Monday, November 5, 2012

When Was Your Last Mixtape?

I think this esurance commercial might have accomplished exactly the opposite of its intended purpose. Do I want everything to be so easy? Well, insurance, maybe, but this 30-second ad got me to do something I had not done in many years. I made a mixtape. I dug out a Maxell XL-II 90 high bias cassette and went to work.

I positioned the same milking stool in front of the same stereo I have had since the '80s. As the music played, I poured over liner notes on albums and tapes just like the old days. I considered the theories of Rob Gordon from Nick Hornby's novel 'High Fidelity:'

"To me, making a tape is like writing a letter — there's a lot of erasing and rethinking and starting again. A good compilation tape, like breaking up, is hard to do. You've got to kick off with a corker, to hold the attention (I started with "Got to Get You Off My Mind", but then realized that she might not get any further than track one, side one if I delivered what she wanted straightaway, so I buried it in the middle of side two), and then you've got to up it a notch, or cool it a notch, and you can't have white music and black music together, unless the white music sounds like black music, and you can't have two tracks by the same artist side by side, unless you've done the whole thing in pairs and...oh, there are loads of rules."

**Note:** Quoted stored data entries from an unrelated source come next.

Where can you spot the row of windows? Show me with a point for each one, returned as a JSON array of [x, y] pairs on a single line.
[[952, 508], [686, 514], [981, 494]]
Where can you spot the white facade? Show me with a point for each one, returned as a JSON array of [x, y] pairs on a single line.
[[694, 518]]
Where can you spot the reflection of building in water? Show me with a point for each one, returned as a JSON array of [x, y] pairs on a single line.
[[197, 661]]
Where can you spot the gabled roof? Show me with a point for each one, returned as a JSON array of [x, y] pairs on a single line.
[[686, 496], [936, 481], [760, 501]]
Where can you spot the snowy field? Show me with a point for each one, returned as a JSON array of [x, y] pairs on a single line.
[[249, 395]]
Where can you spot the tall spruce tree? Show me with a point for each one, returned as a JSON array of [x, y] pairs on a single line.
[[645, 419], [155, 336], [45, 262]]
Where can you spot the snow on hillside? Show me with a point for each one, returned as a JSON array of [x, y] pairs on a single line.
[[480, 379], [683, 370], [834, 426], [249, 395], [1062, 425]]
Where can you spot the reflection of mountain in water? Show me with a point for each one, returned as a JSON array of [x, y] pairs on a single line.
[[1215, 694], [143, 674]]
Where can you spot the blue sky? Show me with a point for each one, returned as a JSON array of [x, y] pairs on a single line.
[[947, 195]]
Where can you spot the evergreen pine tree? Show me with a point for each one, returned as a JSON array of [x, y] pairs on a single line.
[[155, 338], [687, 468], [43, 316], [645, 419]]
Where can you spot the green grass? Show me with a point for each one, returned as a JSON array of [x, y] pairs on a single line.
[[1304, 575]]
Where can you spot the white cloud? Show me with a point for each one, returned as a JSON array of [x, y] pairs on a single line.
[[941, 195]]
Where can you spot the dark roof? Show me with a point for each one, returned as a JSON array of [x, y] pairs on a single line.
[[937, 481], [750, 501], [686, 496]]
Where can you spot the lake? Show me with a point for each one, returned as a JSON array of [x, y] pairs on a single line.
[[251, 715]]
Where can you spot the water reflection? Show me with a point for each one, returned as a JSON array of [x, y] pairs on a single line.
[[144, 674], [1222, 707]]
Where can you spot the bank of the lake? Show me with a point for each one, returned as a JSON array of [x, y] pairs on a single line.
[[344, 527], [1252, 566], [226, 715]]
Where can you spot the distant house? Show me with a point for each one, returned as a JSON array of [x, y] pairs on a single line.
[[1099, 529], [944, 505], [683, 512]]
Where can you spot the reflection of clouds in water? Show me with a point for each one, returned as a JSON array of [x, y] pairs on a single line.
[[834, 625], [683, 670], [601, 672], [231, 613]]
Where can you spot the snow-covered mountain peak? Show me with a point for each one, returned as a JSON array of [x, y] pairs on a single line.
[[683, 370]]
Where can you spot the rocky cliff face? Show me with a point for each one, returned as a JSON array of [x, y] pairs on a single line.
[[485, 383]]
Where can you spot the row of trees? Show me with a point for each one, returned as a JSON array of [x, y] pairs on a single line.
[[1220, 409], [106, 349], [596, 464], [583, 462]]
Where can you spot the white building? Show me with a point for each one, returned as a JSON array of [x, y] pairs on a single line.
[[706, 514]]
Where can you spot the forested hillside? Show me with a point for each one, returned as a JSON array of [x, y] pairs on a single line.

I remembered the hard way on Howard Jones' 'The 12" Album' that the songs run together so you have to manually fade out the recording level at just the right time. I could have used the "x2 editing speed" function on my dual cassette deck when I popped in the Icicle Works' first album, but I chose to listen instead. This exercise was all about taking things slow. By the looks of the tape window, I had enough room for one more song on side A... if it was about two minutes. I went with Ian Dury's "Blackmail Man." I laughed as I remembered Mrs. LTL! once asking me what Dury had against black mailmen. Oh, no! It's not going to fit. I manually faded out the last five seconds of the song. That's OK. It's just screeching feedback anyway.

It was getting late. Where did the evening go? Side B would have to wait. Yes, in this iTunes/iPod world, I could have made a dozen mixes on this night, but would I have enjoyed it this much? Hmmm... when will I get to listen to this tape, anyway? Am I going to pull out my old banana-yellow Sony Walkman? OK, I must admit I'm finding this whole mixtape thing a mixed experience, but it was really nice to have the television off. It's therapeutic and nostalgic, and I recommend slowing down and giving up an evening to try it. Here was my Side A, track one, and you can get the original version of the song on both 'Loaded' and the
'High Fidelity' soundtrack.

The Velvet Underground - Who Loves the Sun (Alternate Mix) (mp3)


Echorich said...

I am with you with regard to the Esurance commercial. It made me long for the joy of making a mixtape and then dubbing it for a friend...
I started looking on ebay for a good denon or technics dual cassette. I recently purchased both an upgraded USB turntable and a numark analog (I guess you'd call it that) turntable as well, so I think I want to do this again. I have a 2004 Sebring Convertible (yes, thank you for the condolences, but it has never had any of the major fails most Chryslers from the era had) with a cassette deck and single disc player and the deck is in decent shape. So, yeah I think it's about time I tried my hand at some mixtapes.
I have to say that I always approach iTunes playlists like mixtapes. I despise SHUFFLE on any of my iDevices. I can take over an hour to get a 30 track playlist just right. I have always enjoyed listening back to a mixtape or playlist knowing just what comes next.

Brian said...

Hey, Echorich. Quick question. Would you recommend your USB turntable? I had a pretty decent one I was using really late one night for the blog. I was so tired, I left it out. Big mistake. My son got to it in the morning before I did and played pizza maker on it. That was a bad day. I replaced it with a cheaper model that doesn't really work at all. I would like to get a good one this time.

I, too, make playlists on my iTunes, but I think the main difference with the old days is I'm not listening to the "mixtape" while I'm making it. I like to use the time to think about if the mix is working, as well as read the album sleeves and search the stacks for that next song. You can certainly do that on your computer, but I like to do it in a more physical way. Hope I didn't lose you and everyone else there. Probably just me.